OPINIÓN
De cuando la lectura sí ganó a Netflix
Pensar que la lectura debe «competir» con Netflix es un error lamentable. Como si disfrutar de una serie fuera comparable a experimentar la alquimia que ocurre cuando nos sumergimos en un buen libro
Hasta hace poco, no había reparado en que las presentaciones de libros pueden ser mucho más enriquecedoras de lo que solemos imaginar, especialmente cuando contamos con un público analítico y reflexivo. Sin embargo, en la mayoría de estos eventos, predomina un ritmo frenético: nos preocupamos ... más por cuadrar fechas, encontrar un lugar adecuado o coordinar con los acompañantes ideales. Todo sucede tan rápido que apenas nos queda tiempo para disfrutar del momento y extraer el verdadero valor de un acto dedicado a los libros, a los escritores y a los lectores.
Una presentación de libros debería ser algo excepcional, un espacio donde cada minuto sea aprovechado al máximo. A menudo surgen debates, reflexiones o incluso reivindicaciones políticas. Y eso está bien. Es lógico esperar cierto nivel de pensamiento crítico de un público lector. Después de todo, incluso quienes leen poco, pero con constancia ejercitan esa faceta del ser humano que tanto incomoda a los poderosos: la capacidad de cuestionar.
En una de estas presentaciones, fui testigo de un interesante debate. Un miembro del público, visiblemente alterado, planteó el tema de la competencia entre plataformas como Netflix y la lectura como formas de entretenimiento. Este espontáneo hablaba con pasión sobre cómo los nuevos sistemas nos premian con estímulos diseñados para satisfacer nuestra necesidad de dopamina y, en ese proceso, manipulan nuestras decisiones.

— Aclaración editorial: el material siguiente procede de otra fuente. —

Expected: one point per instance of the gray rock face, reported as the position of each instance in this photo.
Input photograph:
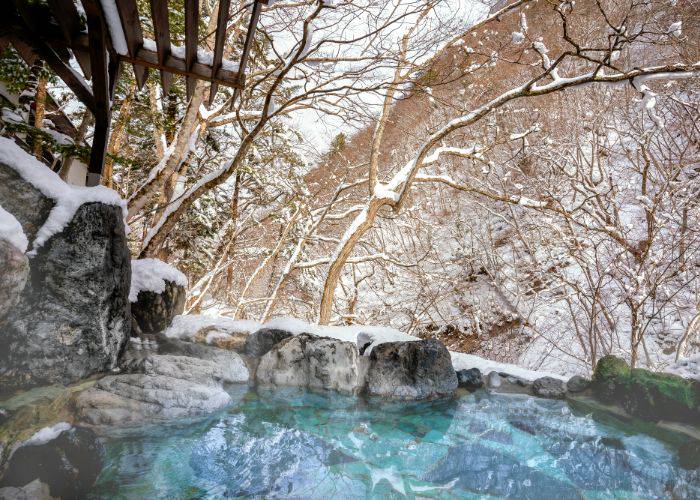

Según él, la batalla parecía perdida: vivimos en un sistema que explota nuestras necesidades fisiológicas para mantenernos continuamente en busca de gratificación inmediata.
Lo que más me preocupa de esta reflexión no es la manipulación externa, sino cómo muchos en el mundo del libro entran en ese juego. Me refiero a los aspirantes a bestsellers y a las editoriales que, con frecuencia, sacrifican la esencia de la literatura al priorizar objetivos puramente materialistas. Cuando ponemos un interés comercial por encima de todo lo demás, convertimos los libros en un mal negocio para el espíritu.
En momentos como estos, me acuerdo de tardes enteras que he compartido con viejos amigos, grandes lectores, conversando sobre libros entre varias tazas de café. Hablábamos de lo que autores como Joseph Conrad, J.D. Salinger o Franz Kafka nos dejaron en el alma. De lo que significaron escritores patrios como Pío Baroja o Camilo José Cela. Esos diálogos no giraban en torno a la narrativa como un simple vehículo para combatir el aburrimiento, sino como una forma de conectarnos con algo más profundo.
Pensar que la lectura debe «competir» con Netflix es un error lamentable. Como si disfrutar de una serie fuera comparable a experimentar la alquimia que ocurre cuando nos sumergimos en un buen libro. Los libros no solo buscan aliviar el aburrimiento o proporcionar placer inmediato; requieren de una sensibilidad distinta, de una conexión que trasciende la gratificación superficial. Una historia bien contada, una palabra cuidadosamente escogida, puede calar en lo más profundo de nuestra esencia.
En nuestra amnesia colectiva, olvidamos el verdadero poder de los libros: no necesitan enchufes ni conexión a internet para salvarnos. Son un refugio inalterable, capaz de sostenernos incluso cuando todo parece derrumbarse. Los datos están ahí para quien quiera verlos: antes de la pandemia, la industria editorial enfrentaba caídas constantes. Pero durante ese año excepcional, hastiados de tanta pantalla y del falso alivio de la dopamina, muchos volvieron a refugiarse en la literatura, la poesía, la palabra escrita.
Por eso, no importa cuántos estímulos nos ofrezca el mundo digital; siempre habrá quienes encuentren en los libros algo que trascienda la fugacidad. Y eso, por mucho que insistan los entusiastas de la gratificación inmediata, es una realidad innegable.